Reminds me all too well of my experiences as a nurse in KSA! Just came across your blog while surfing the internet, have really enjoyed reading it. Please continue posting. And warmest congratulations on the birth of your beautiful baby boy...

Anonymous said...

I am American RN working here in Saudi. I've been in Critical Care for my entire career. I work in a fairly large ICU here with a 24h Intensivist so getting orders in a timely manner isn't too difficult. Dealing with the pharmacy and other departments is very frustrating and time consuming. Coming from the US,I can tell you that in no way,shape or form are things being done the American way...I have never worked in a more inefficient place in my life!
As far as pay...yes Americans are paid the most here, but I gotta tell you I made almost double what I make here back in USA....(I'm here for personal reasons ;)..)
I love our Nursing Director...but I'm not too impressed by the nurse manager.
The nurse to patient ratio here is 1:1...piece of cake...
The work schedule here is awful..shifting from nights to days and no consistency...WE do not do this in USA....you're either a day nurse or a night nurse with most places being self scheduling.
As far as respect...I have earned my respect from the doctors here and collaborate with them on the patient's care.

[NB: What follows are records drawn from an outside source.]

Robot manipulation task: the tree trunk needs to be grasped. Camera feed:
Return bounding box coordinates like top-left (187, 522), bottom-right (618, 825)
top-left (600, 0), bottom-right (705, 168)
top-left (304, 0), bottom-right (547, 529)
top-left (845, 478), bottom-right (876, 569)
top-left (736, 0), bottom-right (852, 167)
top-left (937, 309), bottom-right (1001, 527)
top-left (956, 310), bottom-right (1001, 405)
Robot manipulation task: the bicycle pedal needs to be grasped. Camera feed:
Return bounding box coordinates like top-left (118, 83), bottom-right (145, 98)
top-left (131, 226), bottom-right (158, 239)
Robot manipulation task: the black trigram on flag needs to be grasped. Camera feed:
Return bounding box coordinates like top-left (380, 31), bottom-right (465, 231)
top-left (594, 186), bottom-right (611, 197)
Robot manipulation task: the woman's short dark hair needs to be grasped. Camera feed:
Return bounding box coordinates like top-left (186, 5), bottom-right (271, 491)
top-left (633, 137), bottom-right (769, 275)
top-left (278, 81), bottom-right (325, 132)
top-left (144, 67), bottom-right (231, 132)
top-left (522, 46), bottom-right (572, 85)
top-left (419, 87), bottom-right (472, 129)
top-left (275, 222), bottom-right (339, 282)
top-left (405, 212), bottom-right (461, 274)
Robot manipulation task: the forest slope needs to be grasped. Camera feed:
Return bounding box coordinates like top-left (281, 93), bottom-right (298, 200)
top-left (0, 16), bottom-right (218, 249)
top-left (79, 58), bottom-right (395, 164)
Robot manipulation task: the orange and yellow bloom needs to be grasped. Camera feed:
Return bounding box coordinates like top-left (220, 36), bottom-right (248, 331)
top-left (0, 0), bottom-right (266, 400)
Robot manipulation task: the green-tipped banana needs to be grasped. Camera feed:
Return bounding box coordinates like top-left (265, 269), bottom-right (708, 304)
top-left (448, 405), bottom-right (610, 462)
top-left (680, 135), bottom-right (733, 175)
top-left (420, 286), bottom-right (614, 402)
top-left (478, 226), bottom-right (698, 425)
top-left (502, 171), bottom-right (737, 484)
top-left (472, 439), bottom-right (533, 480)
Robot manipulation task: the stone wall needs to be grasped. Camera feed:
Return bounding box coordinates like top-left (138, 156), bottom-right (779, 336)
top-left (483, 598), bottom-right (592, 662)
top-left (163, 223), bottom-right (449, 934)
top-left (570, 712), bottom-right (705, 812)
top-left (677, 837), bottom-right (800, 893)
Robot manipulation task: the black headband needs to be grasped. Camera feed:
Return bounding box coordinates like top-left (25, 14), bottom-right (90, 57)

I really don't give them a choice...lol
Also in the US we have standing orders for Critical Care patients regarding pain meds, electrolyte replacement, cardiac rhythm changes etc..
I am Muslim and I do wear hijab..here and in the US. No one ever said anything about it back home...besides..I dare them to...Here of course its not even an issue. I do love the patients here...human beings are the same all over the planet...:)

Layla said...

Thank you for sharing your views and experiences!